Each season in Boulder brings its own challenges for hikers. Winter delivers snow, ice, and fewer daylight hours. All trail outings are prefaced with decisions regarding traction, snowshoes, and outerwear. Spring ushers in surprise snowstorms and extreme mud. Trail conditions change from day to day. And summer is an entirely different animal. No snow. No mud. Longer days. It sounds great in theory, until you get out there…
Boulder summers are hot, sunny, and dry. That’s because Boulder is, in fact, a semi-arid high desert climate. This makes our winters very tolerable because the sun is out and snow melts quickly, but it makes our summers a bit more challenging. Toasty temperatures and incessant sunshine can quickly spell trouble for the unprepared hiker. In the wintertime, we can always add more layers, but in summer there’s only so much you can take off, legally speaking.
So what’s a hiker to do? Fortunately, there are several things we can do to make summer hikes easier and breezier. Here are some pro-tips for safe, enjoyable summer hiking here in Boulder:
- Bring plenty of water for you and your party (this includes dogs)
- Consider electrolyte replacement drinks and extra food, especially salty snacks
- Wear lightweight performance clothing (avoid cotton) and a hat
- Apply sunscreen liberally and re-apply every 2 hours
- Hike in the morning or evening – avoid midday
- Choose trails with shade and access to water
- Know the signs of heat exhaustion/stroke and seek help if needed
Now you know what to do, but where to go? To beat the heat, you need trails that offer plenty of shade and access to an icy cool creek. Higher elevations help, too, by providing slightly cooler temps. Here are 3 Boulder hikes that will leave you feeling cool as a cucumber this summer.
Bear Canyon Trail (1.7 miles one way with 940 feet of elevation gain)
In Boulder and beyond, there are few trails more beautiful than Bear Canyon. Bear Canyon is lush with vegetation and ripe with views of nearby peaks. It may be accessed from NCAR Trailhead or the Bear Mountain Drive access point. The approach from either point is a little over one mile.
Yes, it’s gorgeous. But the best part of hiking Bear Canyon in the summer is the delightfully cold creek that winds alongside the trail. You’ll cross it several times, and don’t fight the urge to dip your feet in it… or your entire body. This trail and its accompanying creek are a true delight for any hiker in the hot season.
Mesa Trail (6.9 miles with over 1,000 feet of elevation gain)
Beginning at South Mesa Trailhead and ending at Chautauqua Trailhead, the Mesa Trail rises and falls as it takes you from south to north in the shadows of Boulder’s mountain range. You begin and end at roughly the same elevation, but you’ll do quite a bit of work in between.

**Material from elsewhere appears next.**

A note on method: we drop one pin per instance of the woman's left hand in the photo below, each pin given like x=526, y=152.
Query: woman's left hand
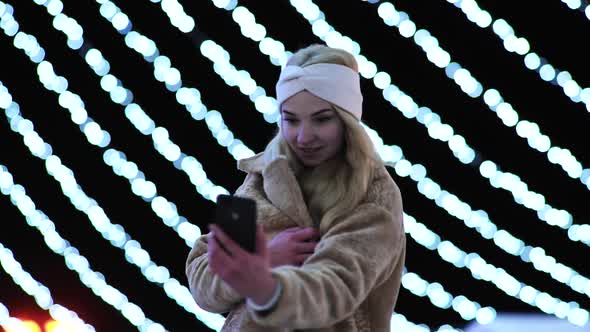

Mesa is the spine of the western trail system, connecting our three busiest trailheads (South Mesa, NCAR, and Chautauqua). This trail provides unique vantage points from which to view both the mountains and the plains. It’s also home to an astonishing array of wildlife. Everything from bears to rattlesnakes may be encountered, and wildflower junkies will want to bring their cameras. For those needing to chill out, Mesa encounters several creeks as it meanders along. With so much to see, ample shade, and plenty of creek crossings, it’s the quintessential summer hike.
Walker Ranch (7.8 miles with 892 feet of elevation gain, counter clockwise)
Walker Ranch is a challenging loop just west of town. To get there, head west on Flagstaff Road for about 7 miles to the Walker Ranch Trailhead. This multi-use loop is open to hikers, bikers, and equestrians.
Like the Mesa Trail, Walker Ranch rolls up and down as it winds through meadow, forest, and riparian zones. It features a combination of shaded and exposed trails, but all at a higher elevation, which makes for cooler temps. Even at its lowest point, the loop is a full 1,000 feet higher than the city of Boulder.
Walker Ranch is a breathtaking, otherworldly type of hike. This is due, in large part, to its location adjacent to South Boulder Creek. And South Boulder Creek is no measly trickle. This is a rushing torrent of a creek, even late in the summer, and its wild waters are as beautiful as they are cold. When you reach The Falls, be sure to stop and stay a while. This is the perfect place for taking a dip, enjoying a picnic lunch, and taking photos.
Staying cool in the summer is no small feat for Boulder hikers, but with a little thought and planning, it’s a piece of cake (ice cream cake, of course). Be safe, chill out, and happy trails, Boulderites!